Large independent sets in recursive Markov random graphs
Akshay Gupte, Yiran Zhu
TL;DR
This work introduces G^{r}_{n,p}, a novel recursive Markov random graph model with decay parameter r∈(0,1], smoothly generalizing the Erdős–Rényi graph (recovered at r=1). The authors establish a phase-transition-like behavior: for any r<1, the independence number α(G^{r}_{n,p}) grows at least as Ω(n/log n) (in fact linked to the prime-counting function π(n)), while an explicit upper bound α(G^{r}_{n,p}) ≤ (c^{*}+ε) n is obtained via a first-moment analysis around a root c^{*} of a carefully crafted function φ_{r}. They prove sharp concentration results for the average degree and develop a detailed analysis of a dependent Bernoulli sequence arising from edge-generation probabilities, enabling both lower and upper bounds and nontrivial consequences for chromatic numbers and Hadwiger-type minors. Additionally, a greedy algorithm is analyzed, showing a near-optimal performance gap quantified by exponents in n, and the work discusses implications for line graphs and matchings. Overall, the paper advances understanding of how dependence in edge formation impacts independent sets and related graph parameters, with a rigorous probabilistic and combinatorial treatment in the nontrivial r<1 regime.
Abstract
Computing the maximum size of an independent set in a graph is a famously hard combinatorial problem that has been well-studied for various classes of graphs. When it comes to random graphs, only the classical Erdős-Rényi-Gilbert random graph $G_{n,p}$ has been analysed and shown to have largest independent sets of size $Θ(\log{n})$ w.h.p. This classical model does not capture any dependency structure between edges that can appear in real-world networks.
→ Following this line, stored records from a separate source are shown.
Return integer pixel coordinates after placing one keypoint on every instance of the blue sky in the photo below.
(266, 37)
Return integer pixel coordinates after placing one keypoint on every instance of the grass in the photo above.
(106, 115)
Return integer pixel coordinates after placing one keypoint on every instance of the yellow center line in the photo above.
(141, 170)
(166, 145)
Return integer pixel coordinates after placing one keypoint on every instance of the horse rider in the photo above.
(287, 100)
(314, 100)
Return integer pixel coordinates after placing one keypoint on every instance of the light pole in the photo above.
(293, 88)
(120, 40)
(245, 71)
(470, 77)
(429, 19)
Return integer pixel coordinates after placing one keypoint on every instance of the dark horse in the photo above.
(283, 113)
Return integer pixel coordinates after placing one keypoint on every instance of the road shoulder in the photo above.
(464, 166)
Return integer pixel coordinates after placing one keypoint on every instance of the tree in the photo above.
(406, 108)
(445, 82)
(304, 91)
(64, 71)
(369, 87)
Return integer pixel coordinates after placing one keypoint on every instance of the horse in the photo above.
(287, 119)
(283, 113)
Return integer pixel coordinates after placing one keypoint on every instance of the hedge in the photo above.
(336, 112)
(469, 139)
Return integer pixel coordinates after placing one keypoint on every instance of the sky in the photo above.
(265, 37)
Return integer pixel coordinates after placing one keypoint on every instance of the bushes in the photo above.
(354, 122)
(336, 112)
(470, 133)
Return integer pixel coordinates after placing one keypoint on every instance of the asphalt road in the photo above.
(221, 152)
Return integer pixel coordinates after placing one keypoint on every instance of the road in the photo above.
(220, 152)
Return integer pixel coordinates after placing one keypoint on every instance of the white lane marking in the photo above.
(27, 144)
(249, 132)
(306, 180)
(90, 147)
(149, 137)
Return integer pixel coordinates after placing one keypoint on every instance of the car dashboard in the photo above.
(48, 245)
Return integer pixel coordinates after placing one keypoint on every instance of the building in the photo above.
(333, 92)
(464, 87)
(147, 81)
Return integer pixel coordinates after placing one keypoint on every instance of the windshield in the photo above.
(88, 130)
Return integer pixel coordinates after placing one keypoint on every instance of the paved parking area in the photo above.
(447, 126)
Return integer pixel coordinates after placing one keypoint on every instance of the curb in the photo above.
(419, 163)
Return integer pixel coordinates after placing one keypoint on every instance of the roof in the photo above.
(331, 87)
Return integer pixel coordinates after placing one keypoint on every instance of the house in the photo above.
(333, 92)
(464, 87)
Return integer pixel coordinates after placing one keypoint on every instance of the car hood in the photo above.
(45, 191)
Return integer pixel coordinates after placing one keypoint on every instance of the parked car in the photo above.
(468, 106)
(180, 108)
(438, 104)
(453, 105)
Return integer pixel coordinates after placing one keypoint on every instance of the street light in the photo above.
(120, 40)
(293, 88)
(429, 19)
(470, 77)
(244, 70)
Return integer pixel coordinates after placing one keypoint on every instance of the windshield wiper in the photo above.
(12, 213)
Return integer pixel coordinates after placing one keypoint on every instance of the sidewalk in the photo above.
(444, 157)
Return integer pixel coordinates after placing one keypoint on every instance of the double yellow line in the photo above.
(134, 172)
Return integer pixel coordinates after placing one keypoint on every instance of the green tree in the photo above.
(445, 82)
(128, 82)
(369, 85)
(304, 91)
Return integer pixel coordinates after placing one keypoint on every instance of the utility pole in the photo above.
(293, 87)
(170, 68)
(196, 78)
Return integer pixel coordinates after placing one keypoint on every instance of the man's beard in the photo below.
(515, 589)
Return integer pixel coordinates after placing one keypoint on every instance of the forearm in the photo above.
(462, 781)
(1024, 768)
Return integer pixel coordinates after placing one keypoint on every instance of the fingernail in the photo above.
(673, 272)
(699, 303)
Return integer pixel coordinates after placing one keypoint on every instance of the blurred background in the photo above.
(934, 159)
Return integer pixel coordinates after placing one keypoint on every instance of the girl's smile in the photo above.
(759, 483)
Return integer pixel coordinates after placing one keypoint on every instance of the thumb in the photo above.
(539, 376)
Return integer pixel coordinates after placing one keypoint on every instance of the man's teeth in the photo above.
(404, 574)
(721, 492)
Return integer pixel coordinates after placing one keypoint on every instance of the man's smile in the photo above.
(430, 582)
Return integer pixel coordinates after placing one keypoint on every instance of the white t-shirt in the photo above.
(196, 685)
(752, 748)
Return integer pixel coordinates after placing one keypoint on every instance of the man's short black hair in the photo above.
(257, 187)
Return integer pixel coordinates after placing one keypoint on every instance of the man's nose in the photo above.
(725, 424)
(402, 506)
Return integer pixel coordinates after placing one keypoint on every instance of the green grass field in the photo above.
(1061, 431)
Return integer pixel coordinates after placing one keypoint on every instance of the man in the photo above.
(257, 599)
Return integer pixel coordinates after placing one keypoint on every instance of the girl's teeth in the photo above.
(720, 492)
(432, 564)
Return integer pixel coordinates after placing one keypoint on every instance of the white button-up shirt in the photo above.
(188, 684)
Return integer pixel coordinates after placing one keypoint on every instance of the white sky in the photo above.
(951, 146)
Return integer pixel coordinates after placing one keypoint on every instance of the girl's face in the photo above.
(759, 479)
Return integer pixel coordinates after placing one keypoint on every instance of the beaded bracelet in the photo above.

We initiate study in this direction by defining random graphs $G^{r}_{n,p}$ whose existence of edges is determined by a Markov process that is also governed by a decay parameter $r\in(0,1]$. We prove that w.h.p. $G^{r}_{n,p}$ has independent sets of size $(\frac{1-r}{2+ε}) \frac{n}{\log{n}}$ for arbitrary $ε> 0$, which implies an asymptotic lower bound of $Ω(π(n))$ where $π(n)$ is the prime-counting function. This is derived using bounds on the terms of a harmonic series, Turán bound on stability number, and a concentration analysis for a certain sequence of dependent Bernoulli variables that may also be of independent interest. Since $G^{r}_{n,p}$ collapses to $G_{n,p}$ when there is no decay, it follows that having even the slightest bit of dependency (any $r < 1$) in the random graph construction leads to the presence of large independent sets and thus our random model has a phase transition at its boundary value of $r=1$. For the maximal independent set output by a greedy algorithm, we deduce that it has a performance ratio of at most $1 + \frac{\log{n}}{(1-r)}$ w.h.p. when the lowest degree vertex is picked at each iteration, and also show that under any other permutation of vertices the algorithm outputs a set of size $Ω(n^{1/1+τ})$, where $τ=1/(1-r)$, and hence has a performance ratio of $O(n^{\frac{1}{2-r}})$.